15% leverage is pretty weird! I’ve seen 0% leverage and I’ve seen lots of leverage, but setting up what is doubtless a really complicated legal structure for 15% leverage is definitely strange. What would make sense is either:
- Most of the assets are unlevered and there’s one asset class where they use leverage. But apparently this isn’t the case.
- The fund has a credit facility of some sort that’s secured by everything, has effectively 0% default risk, and they’re supposed to use it as a cash flow mechanism (e.g., when they want to buy an asset, they just put it on the credit card rather than calling capital from investors, then they can do one capital call a year to pay down the balance). But it would be strange for a facility like that to get up to 15%. I guess one possibility is that it’s supposed to work like that, but the investment manager has realized they can juice returns a little bit by carrying a perpetual balance and the LPs (ahem) aren’t paying close enough attention to put a stop to it…
That’s a good point, I’ve worked on deals for REITs where they just go get a line of credit secured by all their assets, with a prohibition on project level debt. That seems totally plausible here.

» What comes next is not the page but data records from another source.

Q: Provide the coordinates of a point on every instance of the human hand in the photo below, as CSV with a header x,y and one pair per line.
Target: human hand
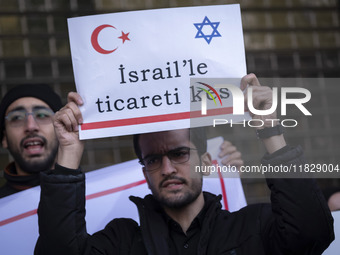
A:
x,y
66,122
262,98
230,155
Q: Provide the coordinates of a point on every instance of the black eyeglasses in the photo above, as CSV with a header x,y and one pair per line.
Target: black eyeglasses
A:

In Atlanta there have been some high profile office-to-apartment conversions (mainly Class B office to Class A rental, lol), and office-to-hotel as well.
Of course, there have also been multiple high profile Class A office projects started since March 2020, much larger in scale than office-to-apartment conversions.
Lol Cramer always
https://twitter.com/cramertracker/status/1582762767517650949?s=46&t=kAobJ7AkVJI17mX3x7KSLw
It’s generally not a good idea to take investing advice from someone whose style is indistinguishable from a sports pregame talking head. THE RAIDERS ARE MY LOCK OF THE WEEK!
ARKK is now under-performing vs SPY if we track since its inception
https://twitter.com/EricBalchunas/status/1579918192096743425
US Government 10-year yield at 4.24%
Serious question: Over the next 10 years, do we expect the rate of return on the S&P 500 to be higher or lower than 4.24%?
In total or annually?
Man are floating rate borrowers in a world of hurt.
Annually
No guarantees but my instinct is that the market is still likely to outperform. The S&P 500 dividend yield is ballpark 2%, so you really only need modest capital gains to beat 4-5% interest.
I do expect higher, despite my affiliation with WAAF. Especially when we consider that this is a lull. The next year off the bottom (whenever that happens) is going to slap.
it would be easier to accept a guaranteed 4.24% if the market wasn’t down 25% this year. knowing it will take you 6 years to gain back this years losses would be tough to swallow
this is why im not even thinking about selling a penny, the second i do the market will shoot back up 20% and i will be stuck with my measly 4% bonds.